筆者が政治取材をスタートしたのは1999年のことである。

 当時の首相は、小渕恵三氏。その後、森喜朗氏、小泉純一郎氏、安倍晋三氏、福田康夫氏と続き、現在の麻生太郎首相を含めると、6つの政権を取材したことになる。

 10年にも満たない期間に、5人の首相が登場しては、消えていった計算になる。その間、取材を通じて、いくつかの政権崩壊に直面した。

 病に斃れた小渕元首相と、任期満了で自ら辞した小泉元首相を除けば、残りの3人はいずれも追い詰められる形で政権を投げ出している。

 最近、それら3人の首相の取材を振り返る機会があり、過去の取材ノートに当たったり、改めて調べたところ、それぞれの政権末期に、いくつかの「予兆」の現れていることを発見した。大雑把にみれば「予兆」は3つ。少なくともそれらが揃った時点では、実際にどの政権も崩壊している。

 もちろんこうした「法則」が常に正しいとは限らない。また、厳密なデータでもなく、単に取材によって得た主観、それに基づく分析に過ぎない。

 だが、その一方で、政治という権力闘争の世界を取材するに当たっては、そうした「予兆」は軽視できない情報のひとつであるのもまた確かなのだ。

 麻生政権は、まもなく発足3ヵ月を迎える。メディアとの関係で言えば、本来は「ハネムーン」とも称される期間である。

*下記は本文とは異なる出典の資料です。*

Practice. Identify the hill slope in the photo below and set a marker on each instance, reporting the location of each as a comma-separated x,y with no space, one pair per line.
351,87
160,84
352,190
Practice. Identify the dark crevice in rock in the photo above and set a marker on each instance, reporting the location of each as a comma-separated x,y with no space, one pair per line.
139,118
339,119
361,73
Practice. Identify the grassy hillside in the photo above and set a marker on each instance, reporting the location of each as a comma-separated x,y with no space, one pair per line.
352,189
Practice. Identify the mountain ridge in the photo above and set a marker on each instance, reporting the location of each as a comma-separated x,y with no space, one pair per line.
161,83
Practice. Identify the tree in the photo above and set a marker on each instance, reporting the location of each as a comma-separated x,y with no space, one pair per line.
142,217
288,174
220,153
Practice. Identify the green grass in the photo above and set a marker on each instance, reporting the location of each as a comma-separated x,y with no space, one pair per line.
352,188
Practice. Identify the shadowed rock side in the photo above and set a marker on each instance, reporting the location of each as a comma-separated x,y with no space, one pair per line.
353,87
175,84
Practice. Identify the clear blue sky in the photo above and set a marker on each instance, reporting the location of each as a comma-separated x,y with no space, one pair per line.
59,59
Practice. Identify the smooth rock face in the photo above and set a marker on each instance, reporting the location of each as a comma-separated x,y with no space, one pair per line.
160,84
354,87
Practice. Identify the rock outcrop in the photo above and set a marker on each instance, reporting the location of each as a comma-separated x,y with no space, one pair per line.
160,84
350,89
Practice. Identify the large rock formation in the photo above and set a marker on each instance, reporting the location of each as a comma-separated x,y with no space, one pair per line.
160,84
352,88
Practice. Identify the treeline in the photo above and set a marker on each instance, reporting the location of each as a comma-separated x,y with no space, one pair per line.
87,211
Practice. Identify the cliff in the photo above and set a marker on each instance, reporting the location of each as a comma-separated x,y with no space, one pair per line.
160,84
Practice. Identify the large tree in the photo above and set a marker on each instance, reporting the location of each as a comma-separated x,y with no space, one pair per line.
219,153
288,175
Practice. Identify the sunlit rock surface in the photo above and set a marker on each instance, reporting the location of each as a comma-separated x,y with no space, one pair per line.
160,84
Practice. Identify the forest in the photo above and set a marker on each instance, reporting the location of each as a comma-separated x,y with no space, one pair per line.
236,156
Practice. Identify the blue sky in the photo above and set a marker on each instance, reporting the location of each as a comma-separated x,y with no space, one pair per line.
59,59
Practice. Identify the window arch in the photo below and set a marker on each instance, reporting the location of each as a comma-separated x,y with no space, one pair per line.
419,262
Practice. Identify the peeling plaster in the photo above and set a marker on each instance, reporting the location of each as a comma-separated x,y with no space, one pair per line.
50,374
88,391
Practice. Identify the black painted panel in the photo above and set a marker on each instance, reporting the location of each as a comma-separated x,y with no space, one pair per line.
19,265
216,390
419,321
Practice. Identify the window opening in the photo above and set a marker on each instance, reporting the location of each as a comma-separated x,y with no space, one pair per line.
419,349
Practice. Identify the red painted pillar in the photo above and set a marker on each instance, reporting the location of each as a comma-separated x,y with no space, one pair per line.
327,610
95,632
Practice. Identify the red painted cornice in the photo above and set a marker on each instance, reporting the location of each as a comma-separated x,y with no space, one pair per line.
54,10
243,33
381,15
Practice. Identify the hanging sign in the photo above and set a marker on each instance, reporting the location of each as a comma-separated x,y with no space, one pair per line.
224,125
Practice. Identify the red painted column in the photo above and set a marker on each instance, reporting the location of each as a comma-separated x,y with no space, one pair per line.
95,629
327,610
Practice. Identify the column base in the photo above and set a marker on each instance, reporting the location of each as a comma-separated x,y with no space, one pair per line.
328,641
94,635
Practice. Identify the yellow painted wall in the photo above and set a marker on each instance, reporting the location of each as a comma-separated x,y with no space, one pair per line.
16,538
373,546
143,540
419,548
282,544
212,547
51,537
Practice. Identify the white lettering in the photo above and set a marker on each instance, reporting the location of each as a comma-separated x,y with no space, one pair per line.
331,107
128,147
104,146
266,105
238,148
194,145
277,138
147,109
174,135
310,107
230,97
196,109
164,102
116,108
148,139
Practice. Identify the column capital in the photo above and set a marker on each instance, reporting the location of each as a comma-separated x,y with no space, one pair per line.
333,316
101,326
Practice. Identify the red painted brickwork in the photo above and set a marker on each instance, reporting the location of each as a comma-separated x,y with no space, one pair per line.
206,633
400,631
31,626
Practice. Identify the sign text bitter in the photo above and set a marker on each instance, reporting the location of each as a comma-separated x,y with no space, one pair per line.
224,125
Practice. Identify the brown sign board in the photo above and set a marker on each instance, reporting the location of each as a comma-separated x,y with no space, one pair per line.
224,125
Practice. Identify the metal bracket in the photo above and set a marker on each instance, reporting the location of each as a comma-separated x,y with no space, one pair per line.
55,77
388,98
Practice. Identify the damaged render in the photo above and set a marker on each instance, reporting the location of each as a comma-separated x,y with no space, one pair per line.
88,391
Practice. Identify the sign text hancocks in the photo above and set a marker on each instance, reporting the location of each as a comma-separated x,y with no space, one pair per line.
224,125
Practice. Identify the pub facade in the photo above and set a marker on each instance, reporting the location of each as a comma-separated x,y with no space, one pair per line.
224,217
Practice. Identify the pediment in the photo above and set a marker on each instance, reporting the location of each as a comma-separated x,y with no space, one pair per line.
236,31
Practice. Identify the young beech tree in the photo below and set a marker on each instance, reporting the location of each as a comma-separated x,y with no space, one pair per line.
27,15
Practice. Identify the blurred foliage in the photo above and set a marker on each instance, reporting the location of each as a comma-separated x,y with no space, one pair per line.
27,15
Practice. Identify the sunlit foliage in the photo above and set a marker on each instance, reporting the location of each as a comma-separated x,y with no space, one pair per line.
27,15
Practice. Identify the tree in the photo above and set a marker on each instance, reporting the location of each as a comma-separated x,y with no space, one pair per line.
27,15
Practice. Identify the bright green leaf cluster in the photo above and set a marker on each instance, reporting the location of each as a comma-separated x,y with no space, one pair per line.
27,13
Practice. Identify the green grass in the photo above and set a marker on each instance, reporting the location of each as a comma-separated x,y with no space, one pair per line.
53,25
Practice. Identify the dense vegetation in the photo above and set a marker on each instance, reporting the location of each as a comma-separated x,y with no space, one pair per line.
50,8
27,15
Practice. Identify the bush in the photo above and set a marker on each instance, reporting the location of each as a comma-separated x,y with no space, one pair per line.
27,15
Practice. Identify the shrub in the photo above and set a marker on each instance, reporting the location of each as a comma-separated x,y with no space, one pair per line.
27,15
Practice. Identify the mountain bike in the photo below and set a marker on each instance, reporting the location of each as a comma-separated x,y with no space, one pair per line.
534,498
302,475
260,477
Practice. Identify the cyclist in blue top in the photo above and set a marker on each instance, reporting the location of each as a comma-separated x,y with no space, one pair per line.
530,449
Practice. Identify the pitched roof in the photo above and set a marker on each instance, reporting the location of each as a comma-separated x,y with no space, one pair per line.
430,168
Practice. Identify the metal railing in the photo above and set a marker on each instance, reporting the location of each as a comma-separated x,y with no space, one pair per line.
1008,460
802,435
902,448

 ところが、すでに麻生政権には3つの不吉な「予兆」が現れている。それらは【内閣】、【自民党総務会】、【内閣記者会】、に現れ、それぞれが政権崩壊の不気味な兆候を示している。

 今回は、麻生政権に現れた不吉な予兆について検証してみよう。

【内閣】
 安倍政権の後半「学級崩壊」ならぬ「内閣崩壊」が話題になったことがある。

 閣議前の閣僚懇談時、内閣総理大臣が控室に到着しても、われ関せずといった風で、安倍首相に挨拶しないばかりか、目も合わせようとしない。マスコミの写真・映像撮影時にも、各大臣の私語は止まず、孤独な安倍首相が静かに座っているといった「絵」が流されてしまう。また、各々の大臣会見でも、内閣の意向を無視した発言が繰り返され、「閣内不一致」のような様相を呈していた。